Government employees studying whether Yucca Mountain would be a suitable place to bury nuclear waste acknowledged in e-mail messages to each other that they had made up details about how they had done their research in order to appear to meet quality standards, according to some of the e-mails made public on Friday.
Some of the frank exchanges included instructions to erase them.
The Energy Department, which is trying to open a waste repository at the site, 100 miles northwest of Las Vegas, announced the existence of the e-mail messages two weeks ago.
On Friday, a subcommittee of the House Committee on government Reform released dozens of pages of the messages.
One analyst wrote that a computer program had generated data that he could not explain, so he withheld it from the quality assurance department, known as QA.
"Don't look at the last 4 lines. Those are a mystery," wrote the scientist."
"In the end I keep track of 2 sets of files, the ones that will keep QA happy and the ones that were actually used," he wrote.
B. John Garrick, the chairman of the Nuclear Waste Technical Review Board, a group of independent experts established by Congress to monitor the Energy Department, said it was too soon to draw conclusions but that "it is disturbing to see such loosely framed discussions between scientists."
Falsifying work
The theme running through the messages was that employees were performing work that they did not believe would meet the standards set by the quality assurance inspectors, and were sometimes falsifying their work in ways that they believed would satisfy the inspectors.

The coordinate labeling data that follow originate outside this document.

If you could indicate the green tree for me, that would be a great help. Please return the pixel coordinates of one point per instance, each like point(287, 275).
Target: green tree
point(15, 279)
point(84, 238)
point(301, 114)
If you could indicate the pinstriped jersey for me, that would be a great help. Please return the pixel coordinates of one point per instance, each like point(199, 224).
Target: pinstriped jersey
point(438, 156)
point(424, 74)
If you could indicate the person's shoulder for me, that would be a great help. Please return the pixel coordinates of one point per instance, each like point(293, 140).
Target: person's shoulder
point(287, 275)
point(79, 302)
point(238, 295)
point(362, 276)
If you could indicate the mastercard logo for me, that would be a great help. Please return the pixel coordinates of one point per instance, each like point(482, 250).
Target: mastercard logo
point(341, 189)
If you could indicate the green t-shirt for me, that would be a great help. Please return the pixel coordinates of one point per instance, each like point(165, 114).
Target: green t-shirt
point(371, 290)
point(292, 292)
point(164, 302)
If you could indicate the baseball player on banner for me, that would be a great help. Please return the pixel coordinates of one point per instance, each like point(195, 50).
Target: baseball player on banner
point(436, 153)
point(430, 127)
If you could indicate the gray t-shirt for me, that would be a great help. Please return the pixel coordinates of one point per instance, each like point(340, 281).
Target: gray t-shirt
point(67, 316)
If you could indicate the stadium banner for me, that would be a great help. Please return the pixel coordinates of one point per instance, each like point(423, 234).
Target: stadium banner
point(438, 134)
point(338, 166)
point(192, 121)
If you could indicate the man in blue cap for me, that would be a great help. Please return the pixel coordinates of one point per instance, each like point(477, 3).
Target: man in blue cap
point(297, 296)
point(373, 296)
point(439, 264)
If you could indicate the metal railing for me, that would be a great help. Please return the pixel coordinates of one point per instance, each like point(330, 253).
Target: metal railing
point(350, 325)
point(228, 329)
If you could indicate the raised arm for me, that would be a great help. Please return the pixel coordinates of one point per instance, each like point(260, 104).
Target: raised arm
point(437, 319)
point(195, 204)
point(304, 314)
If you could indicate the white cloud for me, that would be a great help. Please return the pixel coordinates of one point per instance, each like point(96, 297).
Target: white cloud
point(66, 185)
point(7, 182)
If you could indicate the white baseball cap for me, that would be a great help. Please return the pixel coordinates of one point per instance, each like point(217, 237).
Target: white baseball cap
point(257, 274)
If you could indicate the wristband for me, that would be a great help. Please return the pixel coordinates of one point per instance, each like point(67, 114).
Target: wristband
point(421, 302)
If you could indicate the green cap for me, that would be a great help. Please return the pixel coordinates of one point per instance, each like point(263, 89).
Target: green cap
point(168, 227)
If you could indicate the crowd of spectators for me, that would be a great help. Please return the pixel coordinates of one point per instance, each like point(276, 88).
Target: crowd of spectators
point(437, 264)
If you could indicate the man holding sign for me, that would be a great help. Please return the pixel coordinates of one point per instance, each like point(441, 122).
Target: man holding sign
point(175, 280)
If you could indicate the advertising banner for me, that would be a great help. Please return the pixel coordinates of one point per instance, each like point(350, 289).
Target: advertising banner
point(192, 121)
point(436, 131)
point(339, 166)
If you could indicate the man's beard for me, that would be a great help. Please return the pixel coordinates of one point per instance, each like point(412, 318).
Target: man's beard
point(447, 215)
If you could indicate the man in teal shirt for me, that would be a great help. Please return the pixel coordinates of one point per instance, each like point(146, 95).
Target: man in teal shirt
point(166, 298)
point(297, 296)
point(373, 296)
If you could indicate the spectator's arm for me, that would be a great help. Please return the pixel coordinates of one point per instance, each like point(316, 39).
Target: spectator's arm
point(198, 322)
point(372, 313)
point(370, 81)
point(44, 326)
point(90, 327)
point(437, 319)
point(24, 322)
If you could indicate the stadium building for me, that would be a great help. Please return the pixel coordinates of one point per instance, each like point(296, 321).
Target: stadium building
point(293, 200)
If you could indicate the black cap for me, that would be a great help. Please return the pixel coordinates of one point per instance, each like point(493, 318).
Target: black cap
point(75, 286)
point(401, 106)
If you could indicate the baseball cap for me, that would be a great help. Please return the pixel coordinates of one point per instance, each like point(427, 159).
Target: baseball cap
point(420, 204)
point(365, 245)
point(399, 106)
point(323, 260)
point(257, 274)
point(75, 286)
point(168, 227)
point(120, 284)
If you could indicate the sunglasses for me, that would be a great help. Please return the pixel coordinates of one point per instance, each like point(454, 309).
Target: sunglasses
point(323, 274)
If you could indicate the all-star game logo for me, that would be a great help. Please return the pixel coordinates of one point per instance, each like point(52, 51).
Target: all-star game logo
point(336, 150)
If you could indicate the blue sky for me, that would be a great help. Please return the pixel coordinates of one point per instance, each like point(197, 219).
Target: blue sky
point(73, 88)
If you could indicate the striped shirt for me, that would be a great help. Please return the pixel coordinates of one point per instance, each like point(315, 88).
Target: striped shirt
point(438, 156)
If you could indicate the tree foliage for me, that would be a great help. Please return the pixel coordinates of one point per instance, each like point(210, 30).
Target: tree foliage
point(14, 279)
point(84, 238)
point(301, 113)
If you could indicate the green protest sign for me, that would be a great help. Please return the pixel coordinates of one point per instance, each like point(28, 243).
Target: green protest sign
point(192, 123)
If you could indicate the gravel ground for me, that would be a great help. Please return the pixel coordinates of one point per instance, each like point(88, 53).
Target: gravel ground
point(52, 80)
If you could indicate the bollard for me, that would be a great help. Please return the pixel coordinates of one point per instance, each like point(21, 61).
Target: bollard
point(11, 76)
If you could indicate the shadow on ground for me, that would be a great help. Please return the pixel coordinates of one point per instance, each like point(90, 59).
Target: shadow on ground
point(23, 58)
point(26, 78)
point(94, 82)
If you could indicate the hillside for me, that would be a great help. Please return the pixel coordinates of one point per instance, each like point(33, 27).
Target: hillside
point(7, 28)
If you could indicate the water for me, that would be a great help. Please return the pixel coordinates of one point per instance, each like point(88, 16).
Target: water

One scientist wrote that he feared he would be "taken to the cleaners" by the inspectors because his work did not refer to an established procedure laid out in a scientific notebook, and he asked if he should create such a notebook "and back-date the whole thing??"
`Sound science'
The Energy Department and the White House had said repeatedly that their recommendation of the site was based on "sound science."
"If the project has been based upon science, and the science is not correct, it puts the whole project in jeopardy," Representative Jon Porter of Nevada, a Republican who is a longtime opponent of storing waste at Yucca, said.
"I believe these e-mails show science is not driving the project; it's expedience to get the job done," he said.
In a well-done scientific investigation, he said, the methods used to derive predictions about crucial factors like water infiltration should be transparent and reproducible.
Badly fudged
A lawyer who represents the state of Nevada, Joseph Egan, said that after reading the messages, "You don't know how badly they've fudged this stuff."
Some of the correspondents explicitly discuss problems and say that they do not believe that they make any material difference to the ability of the mountain, a volcanic structure on the edge of the Nevada Test Site, to hold the waste for thousands of years.
To open a repository, the Energy Department must win the approval of the federal Nuclear Regulatory Commission, which has in the past scuttled some projects because of quality assurance problems.
The subcommittee on the federal workforce, which released the e-mail messages, plans to hold a hearing on Yucca on Tuesday.